ECLAC’s Executive Secretary added that 40 million households are not connected to nor do they have access to good quality Internet, while 32 million children and adolescents cannot participate in distance learning.

She highlighted that ECLAC has proposed various measures to stimulate demand, based on a big push for the environment and sustainability, with digital infrastructure, greater investment in health, and by underpinning household consumption with a basic income for all people living in poverty – equivalent to one poverty line ($150 dollars per month) – to be complemented by an anti-hunger grant of around $47 dollars a month.
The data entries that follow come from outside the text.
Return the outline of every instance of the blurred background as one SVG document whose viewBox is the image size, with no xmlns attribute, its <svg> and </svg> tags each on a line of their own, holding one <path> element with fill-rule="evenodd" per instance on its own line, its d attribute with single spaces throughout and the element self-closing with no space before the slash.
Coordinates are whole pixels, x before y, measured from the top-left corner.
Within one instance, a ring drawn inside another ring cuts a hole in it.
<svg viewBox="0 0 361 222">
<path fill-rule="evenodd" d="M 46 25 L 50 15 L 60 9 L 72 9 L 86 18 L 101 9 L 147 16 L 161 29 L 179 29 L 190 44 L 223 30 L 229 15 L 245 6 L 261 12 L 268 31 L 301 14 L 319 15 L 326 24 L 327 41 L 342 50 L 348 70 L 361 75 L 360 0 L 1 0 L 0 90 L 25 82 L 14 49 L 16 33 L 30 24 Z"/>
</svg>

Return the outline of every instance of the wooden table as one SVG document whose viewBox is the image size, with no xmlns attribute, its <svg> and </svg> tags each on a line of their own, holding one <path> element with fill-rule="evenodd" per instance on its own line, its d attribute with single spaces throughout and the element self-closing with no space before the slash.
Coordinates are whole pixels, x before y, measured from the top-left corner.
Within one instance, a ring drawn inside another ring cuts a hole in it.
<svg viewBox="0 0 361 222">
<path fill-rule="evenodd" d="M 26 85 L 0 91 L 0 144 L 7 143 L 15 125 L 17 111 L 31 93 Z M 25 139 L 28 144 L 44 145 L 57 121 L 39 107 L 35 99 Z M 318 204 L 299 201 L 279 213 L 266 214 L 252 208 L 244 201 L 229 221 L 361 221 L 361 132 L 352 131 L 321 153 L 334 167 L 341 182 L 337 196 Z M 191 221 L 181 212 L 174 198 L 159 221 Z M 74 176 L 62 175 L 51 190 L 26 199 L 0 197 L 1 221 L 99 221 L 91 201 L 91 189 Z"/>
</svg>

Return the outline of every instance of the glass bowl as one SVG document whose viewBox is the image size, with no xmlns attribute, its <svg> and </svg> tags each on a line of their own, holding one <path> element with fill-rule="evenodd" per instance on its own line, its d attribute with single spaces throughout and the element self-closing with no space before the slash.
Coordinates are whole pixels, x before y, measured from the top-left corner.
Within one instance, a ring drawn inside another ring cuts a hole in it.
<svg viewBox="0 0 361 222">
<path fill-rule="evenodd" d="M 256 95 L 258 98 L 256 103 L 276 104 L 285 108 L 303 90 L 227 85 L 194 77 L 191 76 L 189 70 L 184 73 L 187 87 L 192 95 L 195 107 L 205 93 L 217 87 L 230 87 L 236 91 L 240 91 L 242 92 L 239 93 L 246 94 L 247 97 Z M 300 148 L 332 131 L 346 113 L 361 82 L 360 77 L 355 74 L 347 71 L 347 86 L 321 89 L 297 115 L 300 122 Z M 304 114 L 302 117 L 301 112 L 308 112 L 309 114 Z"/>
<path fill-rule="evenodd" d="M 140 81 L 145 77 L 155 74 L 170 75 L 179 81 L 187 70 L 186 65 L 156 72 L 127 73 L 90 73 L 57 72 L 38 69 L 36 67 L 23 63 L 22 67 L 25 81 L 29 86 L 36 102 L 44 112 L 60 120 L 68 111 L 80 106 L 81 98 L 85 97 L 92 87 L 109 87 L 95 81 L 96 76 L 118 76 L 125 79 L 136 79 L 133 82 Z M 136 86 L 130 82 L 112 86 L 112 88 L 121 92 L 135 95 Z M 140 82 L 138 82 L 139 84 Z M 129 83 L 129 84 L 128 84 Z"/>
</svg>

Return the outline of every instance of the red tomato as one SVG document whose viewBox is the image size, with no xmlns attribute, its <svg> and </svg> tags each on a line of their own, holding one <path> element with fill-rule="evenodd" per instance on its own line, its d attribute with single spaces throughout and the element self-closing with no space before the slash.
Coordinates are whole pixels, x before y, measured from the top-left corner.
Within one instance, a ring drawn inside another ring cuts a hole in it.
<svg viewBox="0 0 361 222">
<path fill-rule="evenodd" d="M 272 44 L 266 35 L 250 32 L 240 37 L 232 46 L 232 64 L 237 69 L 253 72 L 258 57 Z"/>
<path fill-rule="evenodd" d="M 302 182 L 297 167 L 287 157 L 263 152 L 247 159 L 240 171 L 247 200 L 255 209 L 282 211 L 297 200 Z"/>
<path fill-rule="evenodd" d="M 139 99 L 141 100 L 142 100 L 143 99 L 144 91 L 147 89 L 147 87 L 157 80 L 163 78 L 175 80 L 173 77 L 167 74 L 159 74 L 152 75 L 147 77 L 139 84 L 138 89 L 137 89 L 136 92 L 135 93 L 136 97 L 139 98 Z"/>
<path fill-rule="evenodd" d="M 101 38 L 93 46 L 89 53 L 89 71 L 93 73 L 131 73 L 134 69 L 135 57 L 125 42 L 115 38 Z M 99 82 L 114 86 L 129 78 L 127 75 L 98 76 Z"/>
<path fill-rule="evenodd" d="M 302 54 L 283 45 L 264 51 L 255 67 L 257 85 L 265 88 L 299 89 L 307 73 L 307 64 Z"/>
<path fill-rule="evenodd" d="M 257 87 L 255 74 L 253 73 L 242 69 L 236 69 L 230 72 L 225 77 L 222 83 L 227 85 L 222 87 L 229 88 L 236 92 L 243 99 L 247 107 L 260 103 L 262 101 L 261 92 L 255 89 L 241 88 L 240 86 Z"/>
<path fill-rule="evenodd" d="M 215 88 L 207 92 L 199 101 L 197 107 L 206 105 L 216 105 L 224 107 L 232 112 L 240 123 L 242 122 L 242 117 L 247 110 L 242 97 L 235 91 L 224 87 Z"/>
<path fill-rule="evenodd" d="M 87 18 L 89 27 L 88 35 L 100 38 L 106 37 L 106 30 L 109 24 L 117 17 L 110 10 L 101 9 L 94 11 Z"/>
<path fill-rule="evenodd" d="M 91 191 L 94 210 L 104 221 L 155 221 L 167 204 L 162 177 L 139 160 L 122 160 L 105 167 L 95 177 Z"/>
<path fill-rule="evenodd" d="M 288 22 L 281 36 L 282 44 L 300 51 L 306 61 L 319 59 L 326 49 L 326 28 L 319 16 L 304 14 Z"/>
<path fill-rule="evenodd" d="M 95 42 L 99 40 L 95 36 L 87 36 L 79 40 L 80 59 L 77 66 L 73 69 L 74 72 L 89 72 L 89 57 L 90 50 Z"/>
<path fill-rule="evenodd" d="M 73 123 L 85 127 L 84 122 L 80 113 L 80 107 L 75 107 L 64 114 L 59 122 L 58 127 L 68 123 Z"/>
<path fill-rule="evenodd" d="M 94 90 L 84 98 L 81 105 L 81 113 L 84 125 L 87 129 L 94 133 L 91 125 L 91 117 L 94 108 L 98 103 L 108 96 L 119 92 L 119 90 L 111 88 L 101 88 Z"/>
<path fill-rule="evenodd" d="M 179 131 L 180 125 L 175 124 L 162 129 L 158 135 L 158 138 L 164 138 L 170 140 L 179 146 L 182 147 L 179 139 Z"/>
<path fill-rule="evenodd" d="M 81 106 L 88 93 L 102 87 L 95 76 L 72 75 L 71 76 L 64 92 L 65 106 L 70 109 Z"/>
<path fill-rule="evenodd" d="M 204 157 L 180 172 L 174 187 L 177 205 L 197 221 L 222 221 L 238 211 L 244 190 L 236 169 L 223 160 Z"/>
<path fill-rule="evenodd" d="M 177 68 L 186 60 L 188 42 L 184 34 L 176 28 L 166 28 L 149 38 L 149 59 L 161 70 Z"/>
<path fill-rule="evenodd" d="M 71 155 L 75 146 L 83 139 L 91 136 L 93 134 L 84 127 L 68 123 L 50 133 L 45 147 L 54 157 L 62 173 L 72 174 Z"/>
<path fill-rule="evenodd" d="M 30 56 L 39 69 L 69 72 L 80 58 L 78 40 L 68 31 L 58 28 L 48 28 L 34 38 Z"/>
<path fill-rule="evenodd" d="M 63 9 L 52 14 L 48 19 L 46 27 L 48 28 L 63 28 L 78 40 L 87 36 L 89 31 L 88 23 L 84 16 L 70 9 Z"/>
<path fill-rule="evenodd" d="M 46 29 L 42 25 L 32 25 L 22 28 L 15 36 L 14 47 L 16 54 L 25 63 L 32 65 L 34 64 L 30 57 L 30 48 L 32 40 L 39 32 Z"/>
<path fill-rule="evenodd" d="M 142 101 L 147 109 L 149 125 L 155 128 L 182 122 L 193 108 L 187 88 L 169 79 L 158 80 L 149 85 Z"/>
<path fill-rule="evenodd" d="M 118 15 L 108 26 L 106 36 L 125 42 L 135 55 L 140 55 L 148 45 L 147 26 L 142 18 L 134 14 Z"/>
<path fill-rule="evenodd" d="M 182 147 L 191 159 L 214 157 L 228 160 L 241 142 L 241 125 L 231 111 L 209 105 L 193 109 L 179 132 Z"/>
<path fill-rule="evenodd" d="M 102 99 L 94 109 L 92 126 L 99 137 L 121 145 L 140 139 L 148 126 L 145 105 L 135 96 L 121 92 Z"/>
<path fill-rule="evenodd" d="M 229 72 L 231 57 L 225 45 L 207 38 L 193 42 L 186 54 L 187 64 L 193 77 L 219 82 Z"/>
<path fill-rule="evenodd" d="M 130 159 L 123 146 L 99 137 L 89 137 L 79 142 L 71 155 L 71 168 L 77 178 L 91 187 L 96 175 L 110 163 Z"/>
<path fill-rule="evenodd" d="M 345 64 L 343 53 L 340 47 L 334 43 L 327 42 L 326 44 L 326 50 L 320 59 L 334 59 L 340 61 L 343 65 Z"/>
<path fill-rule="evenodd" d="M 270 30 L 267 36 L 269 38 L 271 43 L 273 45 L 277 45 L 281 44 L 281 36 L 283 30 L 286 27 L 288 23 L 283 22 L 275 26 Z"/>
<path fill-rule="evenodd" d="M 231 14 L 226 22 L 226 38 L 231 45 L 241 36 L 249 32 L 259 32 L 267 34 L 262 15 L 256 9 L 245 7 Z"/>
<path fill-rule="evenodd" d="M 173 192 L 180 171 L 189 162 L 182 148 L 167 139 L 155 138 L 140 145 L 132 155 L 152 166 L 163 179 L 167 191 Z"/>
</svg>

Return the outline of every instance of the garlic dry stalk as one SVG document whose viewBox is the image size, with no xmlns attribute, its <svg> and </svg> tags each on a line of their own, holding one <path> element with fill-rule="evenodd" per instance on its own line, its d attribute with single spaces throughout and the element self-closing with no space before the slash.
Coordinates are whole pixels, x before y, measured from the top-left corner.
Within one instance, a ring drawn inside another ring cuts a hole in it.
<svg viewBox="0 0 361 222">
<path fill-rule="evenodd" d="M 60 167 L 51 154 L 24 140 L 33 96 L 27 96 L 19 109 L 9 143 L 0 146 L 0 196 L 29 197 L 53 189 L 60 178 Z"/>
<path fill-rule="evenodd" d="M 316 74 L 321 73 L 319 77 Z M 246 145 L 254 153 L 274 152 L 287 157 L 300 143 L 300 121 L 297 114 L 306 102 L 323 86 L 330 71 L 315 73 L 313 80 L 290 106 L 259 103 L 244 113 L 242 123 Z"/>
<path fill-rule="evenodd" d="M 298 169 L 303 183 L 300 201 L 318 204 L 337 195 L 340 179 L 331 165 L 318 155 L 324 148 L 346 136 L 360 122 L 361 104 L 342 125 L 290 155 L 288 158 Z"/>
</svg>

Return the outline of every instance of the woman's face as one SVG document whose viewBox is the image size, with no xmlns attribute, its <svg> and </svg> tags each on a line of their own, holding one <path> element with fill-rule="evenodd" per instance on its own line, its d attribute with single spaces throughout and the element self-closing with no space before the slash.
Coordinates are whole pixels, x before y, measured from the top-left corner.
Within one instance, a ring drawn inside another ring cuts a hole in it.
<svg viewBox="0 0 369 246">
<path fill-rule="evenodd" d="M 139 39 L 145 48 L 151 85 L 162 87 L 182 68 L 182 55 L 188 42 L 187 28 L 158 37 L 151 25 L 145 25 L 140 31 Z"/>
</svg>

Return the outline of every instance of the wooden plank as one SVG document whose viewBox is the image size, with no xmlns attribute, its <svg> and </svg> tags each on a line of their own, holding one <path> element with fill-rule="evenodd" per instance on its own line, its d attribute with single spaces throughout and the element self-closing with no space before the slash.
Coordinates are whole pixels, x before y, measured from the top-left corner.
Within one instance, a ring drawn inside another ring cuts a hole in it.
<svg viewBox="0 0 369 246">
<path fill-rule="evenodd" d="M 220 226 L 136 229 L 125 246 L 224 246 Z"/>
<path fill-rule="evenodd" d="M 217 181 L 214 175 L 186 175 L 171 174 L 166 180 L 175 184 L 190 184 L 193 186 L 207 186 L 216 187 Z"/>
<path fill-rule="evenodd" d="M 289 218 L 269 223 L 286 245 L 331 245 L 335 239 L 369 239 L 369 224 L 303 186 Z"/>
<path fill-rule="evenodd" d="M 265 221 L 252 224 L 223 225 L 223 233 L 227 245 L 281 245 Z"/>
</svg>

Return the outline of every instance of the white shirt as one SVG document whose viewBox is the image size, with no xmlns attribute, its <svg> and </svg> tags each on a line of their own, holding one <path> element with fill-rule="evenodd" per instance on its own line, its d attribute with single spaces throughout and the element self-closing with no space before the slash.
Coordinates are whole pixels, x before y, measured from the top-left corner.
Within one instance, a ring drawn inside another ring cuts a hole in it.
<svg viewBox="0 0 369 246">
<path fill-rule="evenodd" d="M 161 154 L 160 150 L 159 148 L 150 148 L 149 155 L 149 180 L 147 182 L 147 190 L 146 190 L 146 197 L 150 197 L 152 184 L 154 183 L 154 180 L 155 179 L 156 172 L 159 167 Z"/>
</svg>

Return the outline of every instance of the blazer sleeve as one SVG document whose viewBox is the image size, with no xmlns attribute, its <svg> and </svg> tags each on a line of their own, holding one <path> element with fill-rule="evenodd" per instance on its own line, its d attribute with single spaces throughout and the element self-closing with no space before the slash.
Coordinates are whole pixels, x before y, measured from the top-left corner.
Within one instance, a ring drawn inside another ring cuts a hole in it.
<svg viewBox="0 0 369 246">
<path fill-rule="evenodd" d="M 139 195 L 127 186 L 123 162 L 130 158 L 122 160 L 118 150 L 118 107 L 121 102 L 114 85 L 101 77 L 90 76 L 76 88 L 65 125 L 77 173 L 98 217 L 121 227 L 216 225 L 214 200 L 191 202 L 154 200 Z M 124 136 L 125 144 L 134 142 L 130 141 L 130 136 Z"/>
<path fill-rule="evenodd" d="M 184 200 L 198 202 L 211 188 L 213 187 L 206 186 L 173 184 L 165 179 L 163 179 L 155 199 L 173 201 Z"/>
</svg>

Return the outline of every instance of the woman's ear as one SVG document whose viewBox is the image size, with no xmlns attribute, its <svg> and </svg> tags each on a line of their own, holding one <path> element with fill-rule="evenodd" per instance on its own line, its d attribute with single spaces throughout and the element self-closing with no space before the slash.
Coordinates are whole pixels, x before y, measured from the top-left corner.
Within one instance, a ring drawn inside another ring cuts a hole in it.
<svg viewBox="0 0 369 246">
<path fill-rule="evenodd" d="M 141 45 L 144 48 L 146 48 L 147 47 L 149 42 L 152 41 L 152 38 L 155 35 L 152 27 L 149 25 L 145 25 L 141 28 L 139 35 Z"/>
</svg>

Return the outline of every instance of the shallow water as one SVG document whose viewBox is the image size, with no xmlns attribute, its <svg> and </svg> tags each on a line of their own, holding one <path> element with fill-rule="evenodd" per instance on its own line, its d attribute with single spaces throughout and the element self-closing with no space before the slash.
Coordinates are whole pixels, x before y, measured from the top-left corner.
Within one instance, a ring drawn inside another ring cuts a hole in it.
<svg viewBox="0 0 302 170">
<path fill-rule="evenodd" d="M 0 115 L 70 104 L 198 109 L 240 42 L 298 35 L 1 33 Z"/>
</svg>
The regional commission also proposes a basic digital basket at an average cost of 1% of GDP, and providing subsidies and longer repayment periods and grace periods for loans to MSMEs, as well as implementing redistributive policies to move towards universal social protection, above all with regard to health. For this to occur, she said, the region needs a much more progressive and effective taxation system that eliminates tax evasion, which amounts to 6.1% of GDP.

The senior United Nations representative underlined that the governments of Latin America and the Caribbean are not going to be able to sustain the fiscal outlays that are needed today. For that reason, international cooperation and multilateral agreements are needed to provide society with global goods such as health, peace, financial stability, climate security and equality.

Finally, Alicia Bárcena called for strengthening regional integration, bolstering intraregional trade (which has plummeted), and supporting the small island states of the Caribbean and Central American countries in particular.